A propósito de la petición epistolar de Andrés Manuel López Obrador, Presidente de los Estados Unidos Mexicanos, al Rey de España para que éste (o el Gobierno español o la nación y el estado con toda la ilustre comitiva que haya de acompañarles) pida perdón por los abusos o crímenes de los conquistadores, se ha señalado que los actores de los hechos o supuestos hechos denunciados serían precisamente los ancestros de los criollos y de la ahora, hablando en términos tan generales cómo cómodos e inadecuados, clase dominante en México, comentario que se expresa, sin perjuicio de lo ajustado de la observación, a la escala de los individuos. Lo importante, no obstante, es plantear el asunto a la escala de los estados, en este caso, y de momento, los Estados Unidos Mexicanos y el Reino de España.

Sucede que una escala que no sea ésta de los estados es proclive a facilitar la incursión en terrenos psicológicos, siempre movedizos aunque en ocasiones reveladores. Piénsese en El laberinto de la soledad, donde Octavio Paz llega a decir:

La minoría de mexicanos que poseen conciencia de sí no constituye una clase inmóvil o cerrada. No solamente es la única activa —frente a la inercia indoespañola del resto— sino que cada día modela más el país a su imagen.

Afirmación que parece una variante sutil de la falacia del buen escocés. En la formulación paciana, tendríamos que no todos los mexicanos son mexicanos y que además muy pocos lo saben, donde aquello en lo que consista ser mexicano procederá naturalmente del capricho literario del Premio Nobel de 1990.

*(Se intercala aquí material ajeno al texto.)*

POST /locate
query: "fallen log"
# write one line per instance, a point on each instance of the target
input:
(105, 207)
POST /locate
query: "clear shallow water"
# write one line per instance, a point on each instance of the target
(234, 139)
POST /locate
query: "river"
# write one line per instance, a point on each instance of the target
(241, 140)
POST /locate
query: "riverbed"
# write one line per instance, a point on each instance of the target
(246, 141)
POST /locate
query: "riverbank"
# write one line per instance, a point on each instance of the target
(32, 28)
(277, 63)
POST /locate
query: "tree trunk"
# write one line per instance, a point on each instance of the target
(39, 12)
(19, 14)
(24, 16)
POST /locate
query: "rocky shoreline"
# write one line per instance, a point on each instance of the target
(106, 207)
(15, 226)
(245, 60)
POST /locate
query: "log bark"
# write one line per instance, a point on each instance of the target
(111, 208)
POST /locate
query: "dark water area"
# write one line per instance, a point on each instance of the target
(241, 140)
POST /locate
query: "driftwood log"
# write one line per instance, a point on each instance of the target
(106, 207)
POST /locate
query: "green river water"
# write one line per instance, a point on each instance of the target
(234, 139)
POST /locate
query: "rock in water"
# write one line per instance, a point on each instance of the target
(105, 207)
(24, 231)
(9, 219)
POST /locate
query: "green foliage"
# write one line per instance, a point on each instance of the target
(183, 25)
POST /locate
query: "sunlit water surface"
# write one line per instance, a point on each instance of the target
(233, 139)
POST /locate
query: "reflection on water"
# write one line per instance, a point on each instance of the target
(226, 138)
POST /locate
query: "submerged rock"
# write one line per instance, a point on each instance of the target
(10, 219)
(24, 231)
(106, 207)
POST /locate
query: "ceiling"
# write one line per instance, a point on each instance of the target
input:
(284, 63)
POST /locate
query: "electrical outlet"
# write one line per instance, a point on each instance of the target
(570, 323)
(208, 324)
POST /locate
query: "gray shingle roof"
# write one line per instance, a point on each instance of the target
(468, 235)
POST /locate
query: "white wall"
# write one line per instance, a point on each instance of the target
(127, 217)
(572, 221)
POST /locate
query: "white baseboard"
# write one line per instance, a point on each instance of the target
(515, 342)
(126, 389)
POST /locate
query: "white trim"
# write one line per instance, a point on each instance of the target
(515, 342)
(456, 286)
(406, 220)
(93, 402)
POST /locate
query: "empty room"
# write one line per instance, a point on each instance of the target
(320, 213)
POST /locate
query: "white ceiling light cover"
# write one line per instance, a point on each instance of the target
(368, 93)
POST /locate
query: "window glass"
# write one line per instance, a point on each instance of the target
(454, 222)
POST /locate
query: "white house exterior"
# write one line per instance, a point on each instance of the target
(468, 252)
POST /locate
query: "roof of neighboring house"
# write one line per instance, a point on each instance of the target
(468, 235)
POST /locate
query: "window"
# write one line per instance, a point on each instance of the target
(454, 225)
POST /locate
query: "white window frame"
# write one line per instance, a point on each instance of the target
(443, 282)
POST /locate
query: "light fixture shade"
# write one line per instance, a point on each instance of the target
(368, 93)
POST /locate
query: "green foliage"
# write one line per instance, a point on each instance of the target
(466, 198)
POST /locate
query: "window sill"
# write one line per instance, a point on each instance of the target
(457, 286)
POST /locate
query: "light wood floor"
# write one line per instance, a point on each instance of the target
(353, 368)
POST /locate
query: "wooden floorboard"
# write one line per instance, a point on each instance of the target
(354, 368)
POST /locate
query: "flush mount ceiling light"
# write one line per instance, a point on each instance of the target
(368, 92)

Pero vamos al asunto que nos ocupa. El asunto se resume en que nosotros debemos solicitar el perdón y ellos otorgarlo. O por situarnos en el plano que postulamos, España debe excusarse y México recibirá las excusas generosamente. Pero tal cosa conlleva precisamente lo que es al tiempo componente esencial del mito fundacional de los Estados Unidos Mexicanos y una falsedad que no resiste el análisis.

En efecto, México no es menos heredero o, por mejor decir, menos resultado del Virreinato de la Nueva España que España. Más bien, al contrario. Cualquier hecho de la historia de la conquista, de la historia de los aztecas, de los tlaxcaltecas o de los otomíes, de los gachupines o de los pachucos es mucho más mexicano que español y esto es así desde 1519. De otro modo, el México actual es una transformación de la sociedad virreinal, que a su vez se conformó con aportaciones americanas y españolas, antes y después del Grito de Dolores – ese que incluía al parecer un tan desinformado a uno y otro lado del Atlántico “¡Viva Fernando VII!” –. Y tan internos al México actual y a su desarrollo histórico son las instituciones actuales y sus precedentes, como lo son los abusos o delitos que se dieron o pudieron darse, otra vez antes y después del cura Hidalgo. Los tales, de cuyo alcance o sentido discutirán otros, no fueron obras de agentes externos a sueldo de otro estado a quien pedir cuentas.

La idea de que la independencia retomó, mediante la extirpación de un cuerpo extraño, un hilo que se había interrumpido trescientos años antes es un absurdo histórico, un imposible en la realidad, que sin embargo parece dar lugar a buenas ficciones –que a su vez alimentan la demagogia del halago a las supuestas víctimas–, de cuya eficacia política no convendrá dudar. Pero esas ideas absurdas no están solas. Sostienen algunas izquierdas españolas que efectivamente fueron allí los españoles a cometer barbaridades, expolios y masacres entre unos “pueblos que vivían en paz”. Y si lo primero podrá ser verdadero o falso, un accidente o un objetivo, si de la anécdota se obtendrá la categoría, si estamos hablando de lo colateral o de lo programático, en lo que hace a lo segundo, la aseveración de la paz perpetua que se quebró tras la llegada al que sería Nuevo Mundo, esto es cosa que se inscribe dentro del ámbito de la estupidez recibida, lo que nos indica bien a las claras para qué quieren los políticos la historia o su variante más tierna, la que llaman memoria. A saber, para apuntalar los mitos oscurantistas con los que vamos tirando.